Below is a good example of a case study:
A long position in Seagate Technology (STX) had been initiated when the stock was dealing at around 21.50 based on the March 22.50 call options. These were bought at $0.80. The market bounced back throughout the subsequent few weeks, finally moving up above $24. At that point, a roll-up had been implemented by selling the March 22.50 calls at $2.60 and buying the March 25 calls at $1.40. This move served two purposes. The first is that it took $1.20 off of the table, cutting down the portfolio vulnerability and allowing for money to be used somewhere else. It also locked in a profit of $0.40 ($2.60 sales price minus the $0.80 purchase price for the 22.50 calls minus the $1.40 purchase price for the new 25 calls). At the same time, it doesn't affect the rest of the upside prospects for the trade. The two strikes would most likely profit comparably from any further increase in value in the price tag of STX shares.
In the event the portfolio vulnerability was considered fair at $2.60, an alternate plan of action might have been selling the March 22.50 calls instead of take any cash out, but instead roll all of it inside the March 25 calls.
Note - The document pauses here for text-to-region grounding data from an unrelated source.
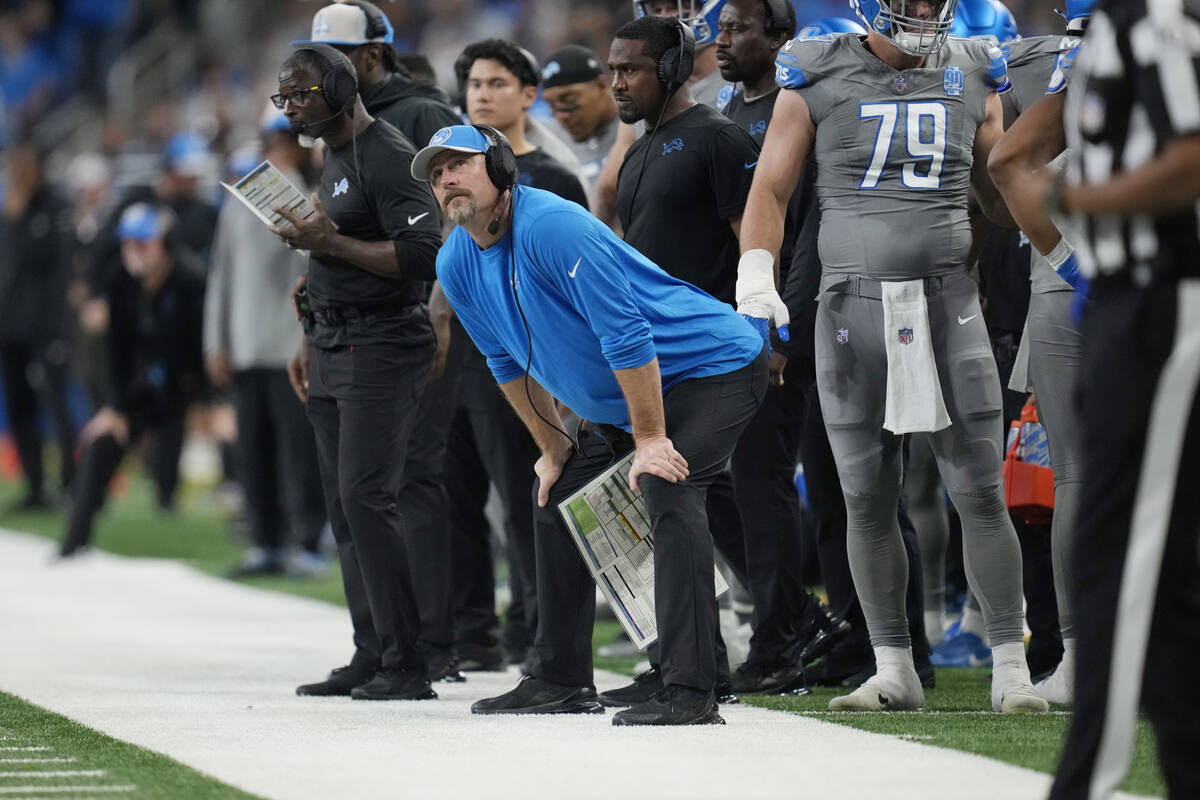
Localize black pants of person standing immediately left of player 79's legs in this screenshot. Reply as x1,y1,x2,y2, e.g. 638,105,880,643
730,359,808,661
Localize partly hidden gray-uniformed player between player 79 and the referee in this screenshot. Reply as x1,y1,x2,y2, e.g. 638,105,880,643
988,0,1094,704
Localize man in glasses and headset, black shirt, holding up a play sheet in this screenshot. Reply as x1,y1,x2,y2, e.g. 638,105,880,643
272,44,442,699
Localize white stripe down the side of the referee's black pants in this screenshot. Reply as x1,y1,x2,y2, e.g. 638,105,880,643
1088,279,1200,800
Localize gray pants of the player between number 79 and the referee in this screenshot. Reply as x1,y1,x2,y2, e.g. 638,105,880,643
1027,291,1084,639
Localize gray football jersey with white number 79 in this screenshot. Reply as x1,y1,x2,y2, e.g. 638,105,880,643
775,34,1008,281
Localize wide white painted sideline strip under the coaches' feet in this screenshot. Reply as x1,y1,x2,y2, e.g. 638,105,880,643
0,530,1156,800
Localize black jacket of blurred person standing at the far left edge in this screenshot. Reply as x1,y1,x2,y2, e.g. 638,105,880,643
0,187,74,343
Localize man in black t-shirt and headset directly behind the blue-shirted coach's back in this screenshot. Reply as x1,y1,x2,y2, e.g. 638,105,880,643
599,17,758,706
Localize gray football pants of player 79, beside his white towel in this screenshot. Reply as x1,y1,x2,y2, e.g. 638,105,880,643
816,272,1025,646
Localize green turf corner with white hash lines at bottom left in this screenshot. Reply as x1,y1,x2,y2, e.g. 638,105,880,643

For example, if the position had been 10 options, selling the 22.50s would likely net $2600. That cash could have been utilized to purchase 18 of the 25 calls ($2600/$140 = 18.57). By doing so, one actually improves the upside possibility of the trade greatly. Of course, the full position is at stake, meaning one could hypothetically lose the entire $2600 invested, which is greater than could have been lost when the trade started.
Roll Forward
One of many problems with options is the limited duration they provide for keeping trades. If you are an intermediate to longer-term trader, this could be a significant hurdle. That said, however, in a style just like the roll up/down, if one desires to lengthen the holding time period of a position it can be done by rolling forward the expiration month.
Continuing with the STX example, we are able to take a look at rolling forward. That could be achieved by going from the March contract to the June one. As of the time of this writing, the March 25s are trading at $2.40 and the June 25s are at $3.60. There's the rub, though. As a result of lengthier timeframe to expiration, the June contract is priced significantly higher. This is why a roll forward is normally best accomplished with a roll up/down.
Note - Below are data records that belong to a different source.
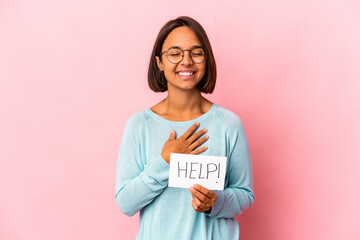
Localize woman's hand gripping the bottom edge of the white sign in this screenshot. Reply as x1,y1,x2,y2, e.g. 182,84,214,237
189,184,217,212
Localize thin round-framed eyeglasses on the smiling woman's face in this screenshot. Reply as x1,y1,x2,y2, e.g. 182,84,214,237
160,47,206,64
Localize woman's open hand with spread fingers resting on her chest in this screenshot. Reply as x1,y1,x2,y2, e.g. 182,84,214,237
161,123,209,163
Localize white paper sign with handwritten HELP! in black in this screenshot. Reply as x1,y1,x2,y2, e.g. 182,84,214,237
168,153,227,190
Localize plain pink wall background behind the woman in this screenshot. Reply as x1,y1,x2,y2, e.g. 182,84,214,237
0,0,360,240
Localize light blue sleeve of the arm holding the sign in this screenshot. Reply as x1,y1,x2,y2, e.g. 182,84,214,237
206,116,254,218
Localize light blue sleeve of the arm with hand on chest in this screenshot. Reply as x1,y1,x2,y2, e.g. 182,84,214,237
115,116,169,216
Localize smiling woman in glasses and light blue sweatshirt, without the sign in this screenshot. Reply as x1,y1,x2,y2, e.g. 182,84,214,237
115,17,254,240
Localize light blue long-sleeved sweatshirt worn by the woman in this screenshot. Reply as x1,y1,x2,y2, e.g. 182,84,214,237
115,104,254,240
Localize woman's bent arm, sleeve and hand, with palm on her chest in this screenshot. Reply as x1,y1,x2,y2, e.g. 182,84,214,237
115,118,208,216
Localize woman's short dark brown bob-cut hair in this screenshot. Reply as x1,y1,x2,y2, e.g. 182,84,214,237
148,16,216,93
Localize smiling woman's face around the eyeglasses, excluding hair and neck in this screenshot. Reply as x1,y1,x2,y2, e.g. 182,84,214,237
156,27,206,91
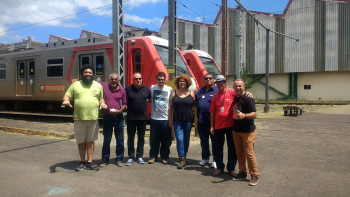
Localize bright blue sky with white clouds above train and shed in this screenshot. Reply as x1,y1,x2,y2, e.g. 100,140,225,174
0,0,289,43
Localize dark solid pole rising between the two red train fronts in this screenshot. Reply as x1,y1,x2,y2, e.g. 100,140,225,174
167,0,177,80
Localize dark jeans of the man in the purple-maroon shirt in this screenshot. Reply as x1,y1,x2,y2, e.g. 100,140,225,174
102,114,124,162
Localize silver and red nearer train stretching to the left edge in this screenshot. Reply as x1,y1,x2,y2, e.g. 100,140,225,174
0,36,198,112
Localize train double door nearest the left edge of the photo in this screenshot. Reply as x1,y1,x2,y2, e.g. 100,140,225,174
16,60,35,96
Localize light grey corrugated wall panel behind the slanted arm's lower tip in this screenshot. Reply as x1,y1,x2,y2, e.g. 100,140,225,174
284,0,315,73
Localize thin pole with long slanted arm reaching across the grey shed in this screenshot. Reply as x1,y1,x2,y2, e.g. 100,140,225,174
235,0,299,113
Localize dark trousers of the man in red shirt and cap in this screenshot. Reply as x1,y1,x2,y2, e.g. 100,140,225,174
214,127,237,172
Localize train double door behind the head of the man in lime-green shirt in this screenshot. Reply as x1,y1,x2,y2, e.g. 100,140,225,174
79,53,105,81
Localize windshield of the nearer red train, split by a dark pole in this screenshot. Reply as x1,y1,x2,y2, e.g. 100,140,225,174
154,45,193,77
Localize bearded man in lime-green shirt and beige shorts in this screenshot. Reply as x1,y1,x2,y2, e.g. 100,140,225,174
62,65,107,171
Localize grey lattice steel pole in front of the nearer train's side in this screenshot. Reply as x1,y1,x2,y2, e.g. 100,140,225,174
112,0,125,87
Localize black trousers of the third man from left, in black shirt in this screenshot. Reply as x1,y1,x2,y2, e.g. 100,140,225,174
127,120,146,159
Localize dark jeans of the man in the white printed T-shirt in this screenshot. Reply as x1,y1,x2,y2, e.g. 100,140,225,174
149,119,171,159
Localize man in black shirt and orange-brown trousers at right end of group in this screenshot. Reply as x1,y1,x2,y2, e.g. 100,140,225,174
233,79,259,186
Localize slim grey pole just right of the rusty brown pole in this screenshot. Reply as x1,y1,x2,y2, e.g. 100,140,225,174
235,0,242,79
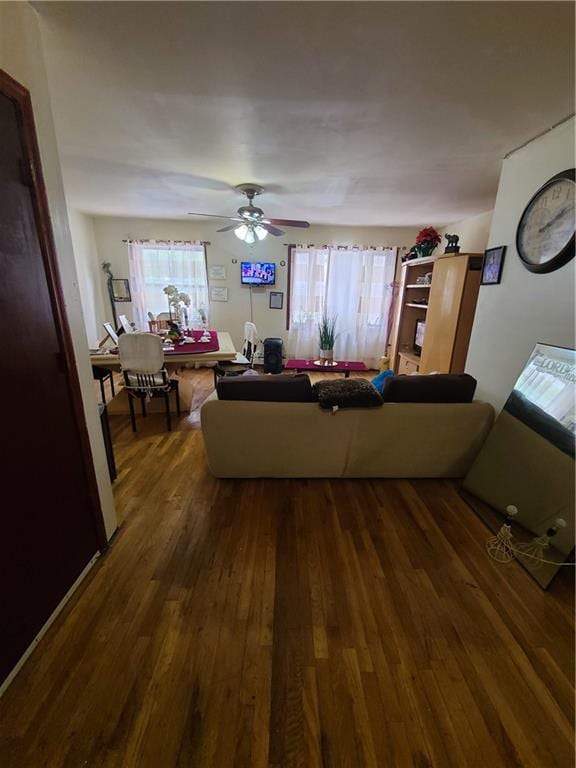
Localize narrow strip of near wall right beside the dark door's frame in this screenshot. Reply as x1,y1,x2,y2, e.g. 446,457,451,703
0,3,117,536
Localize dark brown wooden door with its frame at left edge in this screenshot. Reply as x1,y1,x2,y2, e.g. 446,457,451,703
0,72,102,681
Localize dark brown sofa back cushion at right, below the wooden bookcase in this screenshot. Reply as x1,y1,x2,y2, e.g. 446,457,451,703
382,373,476,403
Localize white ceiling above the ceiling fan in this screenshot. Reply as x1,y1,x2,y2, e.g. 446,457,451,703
36,2,574,226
Take into account the prior roll-up in STX from the 22.50 call to the 25 call. If we were still in the former, and wished to both roll forward and up, we could jump to the June 25 call. The present price on the 22.50 option is $4.10. With the June 25 at $3.60, we could execute both the roll up and roll forward plus take $0.50 off the table. That isn't close to what we accomplished with the roll up, however it does lengthen the amount of time we're able to hold the position by three months. Whether or not that is really worth the trade-off depends upon the expected holding period for the trade.
The rolling of strike prices and expiration is something effortlessly executed. The transaction rates for options trades have decreased greatly for the individual trader in recent years. That uncovers a great many possibilities for playing the market directionally and also managing positions successfully.